Mais il fallait aller tout au bout même de cette aberration, car les artistes contemporains - cela je le leur reconnais – n'abandonnent jamais en chemin. Au bout de cette aberration, donc, il y avait une pièce avec au centre, un gros tronc creux d'arbre mort. C'était un tronc énorme, et aussi inutile ici qu'il l'aurait été sur le bord d'une route. Un arbre auquel au premier abord personne n'avait ajouté de sens, de sensibilité ou de sentiment. Un arbre, donc, pas une œuvre.

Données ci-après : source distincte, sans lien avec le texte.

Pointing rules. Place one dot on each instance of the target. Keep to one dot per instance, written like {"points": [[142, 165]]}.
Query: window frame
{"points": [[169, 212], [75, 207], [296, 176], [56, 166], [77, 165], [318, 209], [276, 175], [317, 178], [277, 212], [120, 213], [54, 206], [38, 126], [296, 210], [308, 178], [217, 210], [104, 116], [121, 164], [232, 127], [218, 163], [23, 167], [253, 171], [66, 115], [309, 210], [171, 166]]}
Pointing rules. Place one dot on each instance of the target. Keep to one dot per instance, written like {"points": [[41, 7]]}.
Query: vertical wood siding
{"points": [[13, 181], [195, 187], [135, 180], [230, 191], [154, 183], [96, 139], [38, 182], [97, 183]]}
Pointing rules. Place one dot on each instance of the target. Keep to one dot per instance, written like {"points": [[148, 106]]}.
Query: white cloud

Mais l'artiste m'a fait mentir : en s'approchant un peu, on découvrait que l'arbre était… en bois. Ne riez pas, l'arbre était en bois et je n'en commente pas la matière, je commente l’œuvre elle-même : tout ce tronc, creux, rongé par le temps et les mites, avait été reproduit, gravé méthodiquement dans un gigantesque bloc de bois brut. L'artiste, selon ses propres mots paraphrasés, avait donc redonné à l'arbre mort une vie, aussi éphémère que celle dont il l'avait tiré. Et soyons honnêtes, les mots sont de moi, la sculpture d'un contractuel japonais : l'artiste n'avait eu de cette œuvre que l'idée, pour ajouter presque à la vanité de ce travail. L'aberration, que dis-je, le ridicule de cet arbre sculpté dans un arbre m'a tout à coup donné envie de rire, toute seule, dans la grande salle blanche. Quelque part, en allant tout au bout de la bêtise que représente souvent pour moi l'art contemporain, il avait réussi à tirer l'essence de ce qui est nécessaire à l'Art : l'émotion.

J'avancerai que ces deux robes cachées l'une dans l'autre sont à leur façon elles aussi le point où la vanité du mème rejoint quelque chose de plus singulier, et de bien plus important. Et pourtant, à ce moment-là de la journée, la robe n'était connue que de la femme qui allait la porter au mariage de sa fille, dans une insouciance qui, rétrospectivement, me fait sourire.

Mais rassurez-vous : les deux lamas étaient déjà en liberté, se riant allègrement de ceux qui voulaient les attraper. Il y a parfois deux faces à notre perception du monde : côté pile la robe bleue, sensée, intangible ; et côté face la robe blanche, aberrante, fantasmée, celle des lama évadés et du bois gravé dans du bois, dont la réalité est fluctuante et qui est aussi riche en enseignements qu'elle est pauvre en sens.